Its new digital research hub recognises AI is part of the world students will inherit.
College principal Karen Gorrie said the school wanted to equip students with the skills to understand AI and critically evaluate it.
“We don’t want our students to fear AI or be naive about it,” she said.
“We wanted them to be the kind of thinkers who know how to interrogate any source and hold it to account.”
The new platform, which went live in 2025, gives secondary students a structured framework for research in an AI-enabled world.
Two learning pathways guide students through the full research process: defining questions, locating credible sources, evaluating information critically and constructing evidence-based arguments.
“AI tools are taught as one of many research aids,” Ms Gorrie said.
“Not a shortcut, but a thinking partner.
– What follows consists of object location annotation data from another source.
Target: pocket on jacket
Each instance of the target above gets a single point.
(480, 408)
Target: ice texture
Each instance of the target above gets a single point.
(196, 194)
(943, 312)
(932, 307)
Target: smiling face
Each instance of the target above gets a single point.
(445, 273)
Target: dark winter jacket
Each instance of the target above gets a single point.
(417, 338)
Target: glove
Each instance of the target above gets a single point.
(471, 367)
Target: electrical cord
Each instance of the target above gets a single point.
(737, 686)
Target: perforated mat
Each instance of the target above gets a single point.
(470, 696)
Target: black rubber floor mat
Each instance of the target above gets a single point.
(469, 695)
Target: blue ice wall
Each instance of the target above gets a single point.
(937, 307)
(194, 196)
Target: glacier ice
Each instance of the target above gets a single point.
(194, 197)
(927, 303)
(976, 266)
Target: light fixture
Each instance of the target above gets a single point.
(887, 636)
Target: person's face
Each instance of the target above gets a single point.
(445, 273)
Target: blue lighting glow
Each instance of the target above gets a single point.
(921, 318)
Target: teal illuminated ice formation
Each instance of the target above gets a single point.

The goal is developing students who use these tools with real discernment.”
Running alongside the hub is an AI Learning Insights Dashboard, which tracks patterns of AI usage across curriculum contexts, helping teachers understand how students are engaging with AI tools during learning tasks and informing how they design assessments.
In the first 12 months, teachers reported improved student engagement with AI tools.
Following targeted classroom sessions on prompting and verification, the quality of student AI prompts improved by 40 per cent, with students increasingly comparing outputs across platforms and verifying claims through academic databases.
“What we’re seeing is students who ask better questions,” Ms Gorrie said.
“They’re not just prompting AI to give them an answer, they’re using it to think. That’s exactly what we hoped for.”